La red de bitcoin ha vuelto a ajustar la dificultad de minería, reduciendo el indicador en un 5% — hasta 127,17 T. Esta es una etapa natural de la adaptación cíclica del algoritmo a la potencia computacional actual.
Dinámica de la dificultad y el hashrate
A mediados de junio, la dificultad se desplomó un 10,09%, seguido de un rebote del 7,15%. El valor actual es un 17% inferior al nivel de principios de año (148,26 T) y un 22% por debajo del máximo histórico de 155,27 T, registrado en octubre de 2025.
El hashrate promedio se ha recuperado hasta niveles superiores a 1 ZH/s, y el intervalo entre bloques se ha reducido a nueve minutos. El hashrate suavizado por la media móvil de siete días, según datos de plataformas analíticas, es de 864,4 EH/s. En el pico de octubre, la potencia computacional alcanzó los 1,15 ZH/s, pero desde entonces muestra una tendencia descendente sostenida.
Economía de los mineros: hashprice y rentabilidad
En medio de la disminución de la dificultad, el hashprice — métrica clave de rentabilidad — ha aumentado de ~$30 a ~$32 por PH/s al día.
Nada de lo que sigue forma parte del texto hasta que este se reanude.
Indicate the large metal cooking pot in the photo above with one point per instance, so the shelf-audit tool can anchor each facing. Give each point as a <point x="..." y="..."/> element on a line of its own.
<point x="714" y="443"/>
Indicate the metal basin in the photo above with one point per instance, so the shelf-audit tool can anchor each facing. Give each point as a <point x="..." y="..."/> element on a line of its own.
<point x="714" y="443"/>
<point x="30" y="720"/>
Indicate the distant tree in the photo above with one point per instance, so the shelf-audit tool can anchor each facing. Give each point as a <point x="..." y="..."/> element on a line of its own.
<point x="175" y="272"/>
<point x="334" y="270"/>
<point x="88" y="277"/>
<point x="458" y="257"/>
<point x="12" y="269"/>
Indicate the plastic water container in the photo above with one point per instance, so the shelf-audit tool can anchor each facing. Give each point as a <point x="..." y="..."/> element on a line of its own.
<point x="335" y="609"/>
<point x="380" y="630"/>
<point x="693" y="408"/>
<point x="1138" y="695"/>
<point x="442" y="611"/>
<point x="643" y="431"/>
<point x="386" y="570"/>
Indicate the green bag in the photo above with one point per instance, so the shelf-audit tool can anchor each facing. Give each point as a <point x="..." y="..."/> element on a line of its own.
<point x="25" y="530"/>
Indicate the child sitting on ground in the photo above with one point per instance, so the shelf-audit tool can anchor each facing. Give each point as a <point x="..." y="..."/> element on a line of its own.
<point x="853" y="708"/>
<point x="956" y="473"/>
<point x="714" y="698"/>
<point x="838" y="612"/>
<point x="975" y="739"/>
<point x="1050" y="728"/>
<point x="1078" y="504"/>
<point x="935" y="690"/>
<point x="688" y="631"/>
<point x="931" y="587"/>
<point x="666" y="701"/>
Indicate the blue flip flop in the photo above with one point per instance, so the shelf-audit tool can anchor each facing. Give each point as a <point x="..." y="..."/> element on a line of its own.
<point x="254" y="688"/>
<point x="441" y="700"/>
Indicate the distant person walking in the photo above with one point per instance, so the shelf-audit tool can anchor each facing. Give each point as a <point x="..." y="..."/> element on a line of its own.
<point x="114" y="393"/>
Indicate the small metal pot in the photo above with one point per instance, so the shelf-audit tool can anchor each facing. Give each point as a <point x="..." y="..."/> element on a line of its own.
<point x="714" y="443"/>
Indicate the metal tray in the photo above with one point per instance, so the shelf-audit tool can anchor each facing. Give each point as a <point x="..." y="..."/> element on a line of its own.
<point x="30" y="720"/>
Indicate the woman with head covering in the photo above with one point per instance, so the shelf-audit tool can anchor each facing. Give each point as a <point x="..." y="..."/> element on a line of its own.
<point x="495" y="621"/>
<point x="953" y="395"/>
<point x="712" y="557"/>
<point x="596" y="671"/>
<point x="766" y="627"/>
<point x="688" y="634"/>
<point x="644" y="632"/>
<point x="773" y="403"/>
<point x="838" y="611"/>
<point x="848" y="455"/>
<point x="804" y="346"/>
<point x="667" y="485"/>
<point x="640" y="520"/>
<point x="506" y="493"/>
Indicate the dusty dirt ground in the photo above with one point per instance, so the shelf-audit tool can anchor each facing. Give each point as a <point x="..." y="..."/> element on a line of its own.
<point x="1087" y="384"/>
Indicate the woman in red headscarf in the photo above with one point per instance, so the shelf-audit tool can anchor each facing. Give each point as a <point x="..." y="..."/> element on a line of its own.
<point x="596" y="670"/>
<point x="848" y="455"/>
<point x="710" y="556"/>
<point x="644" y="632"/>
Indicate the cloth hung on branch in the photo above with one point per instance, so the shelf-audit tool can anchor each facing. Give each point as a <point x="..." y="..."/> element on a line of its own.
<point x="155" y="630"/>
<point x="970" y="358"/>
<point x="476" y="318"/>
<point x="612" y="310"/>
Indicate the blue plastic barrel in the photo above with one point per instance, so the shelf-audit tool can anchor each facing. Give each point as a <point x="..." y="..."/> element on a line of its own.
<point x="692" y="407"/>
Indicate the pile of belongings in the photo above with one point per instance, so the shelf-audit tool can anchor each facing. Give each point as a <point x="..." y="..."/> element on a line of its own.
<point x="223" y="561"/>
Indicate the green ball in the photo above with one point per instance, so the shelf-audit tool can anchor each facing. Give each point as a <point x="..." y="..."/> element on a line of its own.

Esta es una recuperación parcial tras los mínimos locales de principios de mes (~$27 por PH/s), pero el indicador sigue siendo significativamente inferior al nivel de $40, considerado el umbral aproximado de punto de equilibrio para la mayoría de los mineros.
Comentario del experto: La caída de la dificultad es un mecanismo clásico de autorregulación de la red, que alivia temporalmente la vida de los mineros, pero no resuelve los problemas fundamentales de rentabilidad. Teniendo en cuenta que el hashrate continúa disminuyendo desde los valores máximos y el hashprice se mantiene por debajo del umbral de rentabilidad, observamos una presión estructural sobre la industria. Esto impulsa a los actores a diversificarse — hacia el sector de la IA, que se está convirtiendo en una nueva tendencia en la industria minera.